Methods : Immunohistochemical analyses of retinas from PPT1-deficient mice of different ages were performed to determine the onset of retinal degeneration, to analyze the expression levels of various lysosomal proteins, the composition of storage material, reactive astrogliosis and microgliosis, and to quantify the progressive loss of different retinal cell types. In addition, we performed Western blot analyses to quantify the dysregulation of various lysosomal proteins and the accumulation of the major components of the storage material. The ultrastructure of storage material was studied by electron microscopy.

Results : Reactive astrogliosis and elevated expression levels of several lysosomal proteins were observed in 45 days old PPT1-deficient mice, demonstrating an early onset of a retinal pathology in this mutant. The retina of 8 months old PPT1-deficient mice was characterized by a massive astrogliosis and microgliosis, a pronounced upregulation of various lysosomal proteins and an accumulation of Saposin D. The storage material resembled granular osmiophilic deposits at the ultrastructural level. At this advanced stage of the disease, we found a significant loss of cone photoreceptor cells, ganglion cells and retinal interneurons.

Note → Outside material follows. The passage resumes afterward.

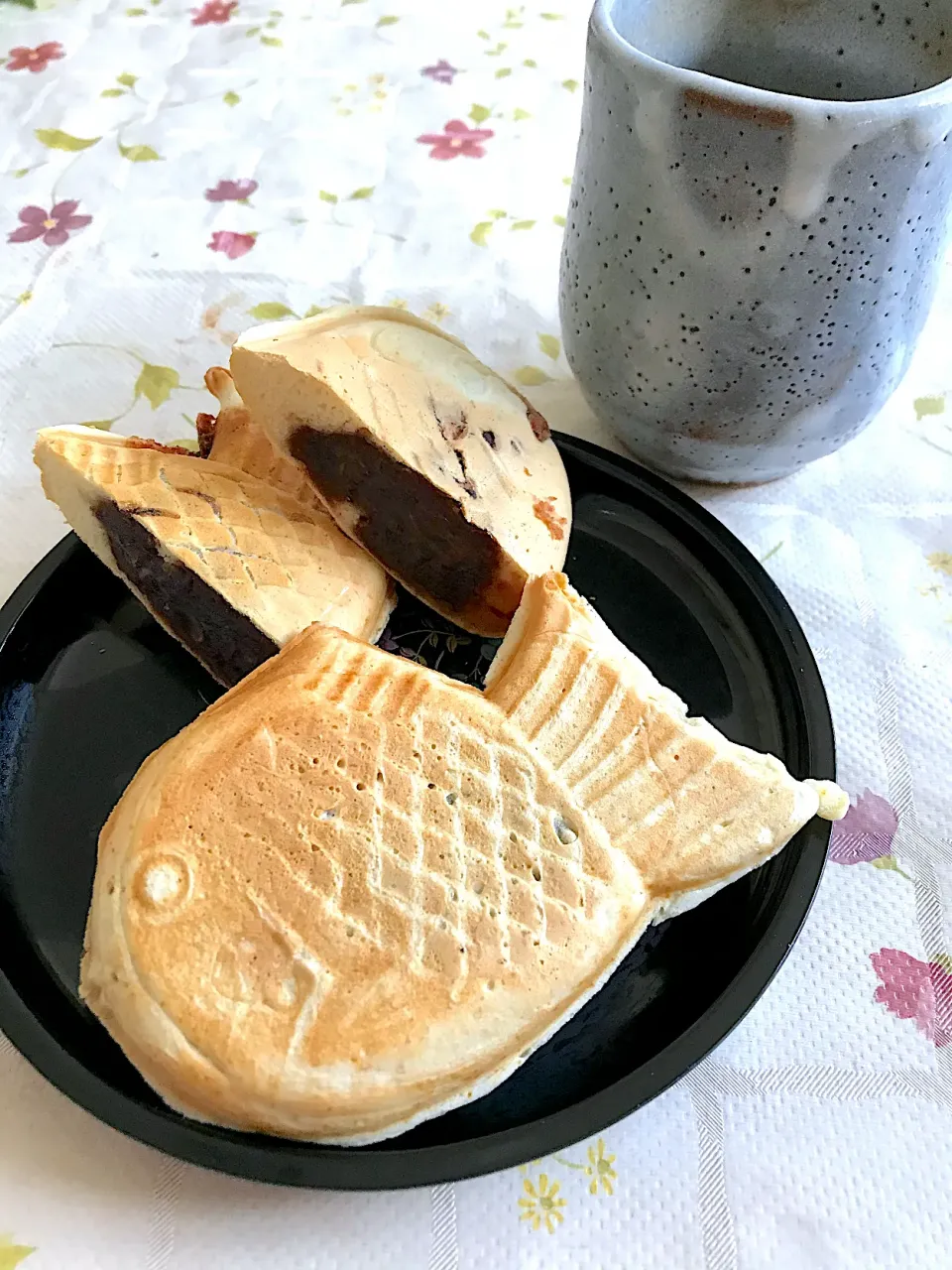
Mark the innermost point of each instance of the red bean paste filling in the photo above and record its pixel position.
(226, 642)
(416, 531)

Conclusions : The PPT1-deficient mouse displays a complex retinal phenotype that is characterized by an accumulation of storage material, dysregulation of several lysosomal proteins and progressive degeneration of various retinal cell types. Data of this study will serve as a reference for experimental therapeutic strategies aimed at developing and evaluating treatments for retinal degeneration in CLN1 disease.

This is an abstract that was submitted for the 2018 ARVO Annual Meeting, held in Honolulu, Hawaii, April 29 - May 3, 2018.